16 Ottobre 2008
fonte: pmi.it
L’article marketing è quella tecnica di pubblicazione di articoli divulgativi in appositi siti che ha il doppio
vantaggio di promuovere un’azienda e di rendere più visibile il sito Web aziendale nei motori di ricerca. Ecco come utilizzarla al meglio. Se pensate di “riciclare” i comunicati stampa per poterli inserire nei portali di article marketing, avete sbagliato in partenza. In Italia effettivamente ci sono siti che consentono l’invio di entrambi i tipi di comunicazione, previa la specificazione della categoria a cui appartengono. Ma articoli e comunicati stampa sono diversi: hanno target e scopi differenti.

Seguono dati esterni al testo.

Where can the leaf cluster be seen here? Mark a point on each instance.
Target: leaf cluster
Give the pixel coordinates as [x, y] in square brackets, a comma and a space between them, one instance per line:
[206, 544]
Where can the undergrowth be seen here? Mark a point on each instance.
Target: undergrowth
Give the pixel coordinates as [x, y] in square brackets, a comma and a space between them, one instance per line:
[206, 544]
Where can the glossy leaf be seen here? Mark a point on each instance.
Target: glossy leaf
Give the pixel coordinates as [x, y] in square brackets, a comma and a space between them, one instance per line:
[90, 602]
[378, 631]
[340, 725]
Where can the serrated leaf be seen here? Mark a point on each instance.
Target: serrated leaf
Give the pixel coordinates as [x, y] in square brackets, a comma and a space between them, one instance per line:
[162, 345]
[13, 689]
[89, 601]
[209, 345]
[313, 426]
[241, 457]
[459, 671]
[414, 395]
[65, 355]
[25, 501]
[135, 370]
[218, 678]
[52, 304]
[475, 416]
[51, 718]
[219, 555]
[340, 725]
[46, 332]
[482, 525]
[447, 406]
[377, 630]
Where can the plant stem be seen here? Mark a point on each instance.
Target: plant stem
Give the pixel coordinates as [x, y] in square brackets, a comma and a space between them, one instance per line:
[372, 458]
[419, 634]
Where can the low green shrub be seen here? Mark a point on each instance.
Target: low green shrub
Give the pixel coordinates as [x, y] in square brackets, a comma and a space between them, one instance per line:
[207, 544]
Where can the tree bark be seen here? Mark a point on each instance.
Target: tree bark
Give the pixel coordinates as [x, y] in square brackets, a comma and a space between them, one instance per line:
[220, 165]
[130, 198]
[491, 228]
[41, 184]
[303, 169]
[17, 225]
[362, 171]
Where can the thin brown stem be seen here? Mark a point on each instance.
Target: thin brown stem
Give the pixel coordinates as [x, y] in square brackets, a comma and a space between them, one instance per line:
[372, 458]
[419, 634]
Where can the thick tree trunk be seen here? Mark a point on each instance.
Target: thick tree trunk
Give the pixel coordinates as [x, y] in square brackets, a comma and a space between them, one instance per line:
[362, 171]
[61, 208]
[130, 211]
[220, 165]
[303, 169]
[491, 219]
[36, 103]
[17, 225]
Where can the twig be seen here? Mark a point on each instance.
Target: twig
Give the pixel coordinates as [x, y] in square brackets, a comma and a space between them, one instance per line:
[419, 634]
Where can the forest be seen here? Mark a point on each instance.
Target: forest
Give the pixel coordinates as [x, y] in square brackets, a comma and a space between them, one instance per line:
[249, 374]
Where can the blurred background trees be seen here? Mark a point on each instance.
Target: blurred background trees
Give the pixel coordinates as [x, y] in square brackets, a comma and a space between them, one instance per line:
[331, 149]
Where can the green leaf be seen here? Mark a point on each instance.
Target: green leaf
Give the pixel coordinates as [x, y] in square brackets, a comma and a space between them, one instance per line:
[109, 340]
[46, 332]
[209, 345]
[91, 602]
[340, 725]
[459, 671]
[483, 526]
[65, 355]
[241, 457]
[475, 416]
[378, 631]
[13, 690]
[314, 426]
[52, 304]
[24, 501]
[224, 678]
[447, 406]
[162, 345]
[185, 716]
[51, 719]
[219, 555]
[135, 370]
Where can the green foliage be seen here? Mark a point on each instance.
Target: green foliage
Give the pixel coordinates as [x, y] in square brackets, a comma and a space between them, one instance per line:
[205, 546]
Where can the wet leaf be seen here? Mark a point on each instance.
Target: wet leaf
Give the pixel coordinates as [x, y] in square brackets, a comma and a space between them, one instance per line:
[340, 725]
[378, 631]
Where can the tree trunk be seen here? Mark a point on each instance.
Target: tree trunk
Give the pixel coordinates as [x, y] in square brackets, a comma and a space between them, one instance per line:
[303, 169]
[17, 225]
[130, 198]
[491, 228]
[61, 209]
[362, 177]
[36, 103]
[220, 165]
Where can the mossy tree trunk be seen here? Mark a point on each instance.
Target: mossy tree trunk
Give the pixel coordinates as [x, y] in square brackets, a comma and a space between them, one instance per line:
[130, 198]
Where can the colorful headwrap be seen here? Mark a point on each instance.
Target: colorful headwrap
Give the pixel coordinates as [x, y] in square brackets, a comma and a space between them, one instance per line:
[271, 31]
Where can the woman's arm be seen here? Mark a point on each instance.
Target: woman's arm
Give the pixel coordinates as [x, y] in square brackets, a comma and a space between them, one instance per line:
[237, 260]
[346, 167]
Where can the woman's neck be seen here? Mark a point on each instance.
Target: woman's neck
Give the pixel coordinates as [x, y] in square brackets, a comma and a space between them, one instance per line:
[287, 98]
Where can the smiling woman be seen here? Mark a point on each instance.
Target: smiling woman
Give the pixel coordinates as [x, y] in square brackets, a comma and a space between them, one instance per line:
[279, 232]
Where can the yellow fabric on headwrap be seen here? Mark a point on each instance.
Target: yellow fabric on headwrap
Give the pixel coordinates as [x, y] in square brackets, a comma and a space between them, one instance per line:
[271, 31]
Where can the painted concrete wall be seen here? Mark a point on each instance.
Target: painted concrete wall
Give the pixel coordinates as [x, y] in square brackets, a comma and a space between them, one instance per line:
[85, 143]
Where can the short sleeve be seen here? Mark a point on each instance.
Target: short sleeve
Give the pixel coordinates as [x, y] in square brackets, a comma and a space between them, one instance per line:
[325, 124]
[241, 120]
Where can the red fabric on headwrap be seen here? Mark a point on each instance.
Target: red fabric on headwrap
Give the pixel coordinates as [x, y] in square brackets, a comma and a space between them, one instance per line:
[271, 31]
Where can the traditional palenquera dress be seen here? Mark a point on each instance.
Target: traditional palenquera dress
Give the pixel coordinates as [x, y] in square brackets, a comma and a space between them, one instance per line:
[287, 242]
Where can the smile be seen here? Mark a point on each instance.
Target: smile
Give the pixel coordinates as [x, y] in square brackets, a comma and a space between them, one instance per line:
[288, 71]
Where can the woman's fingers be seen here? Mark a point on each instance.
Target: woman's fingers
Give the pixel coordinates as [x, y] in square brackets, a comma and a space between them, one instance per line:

L’article marketing si rivolge direttamente agli utenti finali. Certo, anche in questo caso ci può essere un giornalista o webmaster che filtra gli articoli che non rispettano le linee guida, ma quando si scrive, il focus sono i lettori. L’articolo ha il doppio scopo di dare un servizio informativo e quello di generare della link popularity, cioè di creare un link al proprio sito aziendale che provenga da altri siti di qualità, aumentando il valore agli occhi dei motori di ricerca e migliorando i posizionamenti nei risultati organici. L’article marketing esige l’esclusiva: ogni portale richiede un articolo inedito, questo per evitare i contenuti duplicati che sono visti in modo negativo dai motori di ricerca. Per attuare un buon piano di article marketing quindi bisogna selezionare con la massima cura il portale a cui inviare l’articolo (ce ne sono di generalisti e di specifici per ogni settore).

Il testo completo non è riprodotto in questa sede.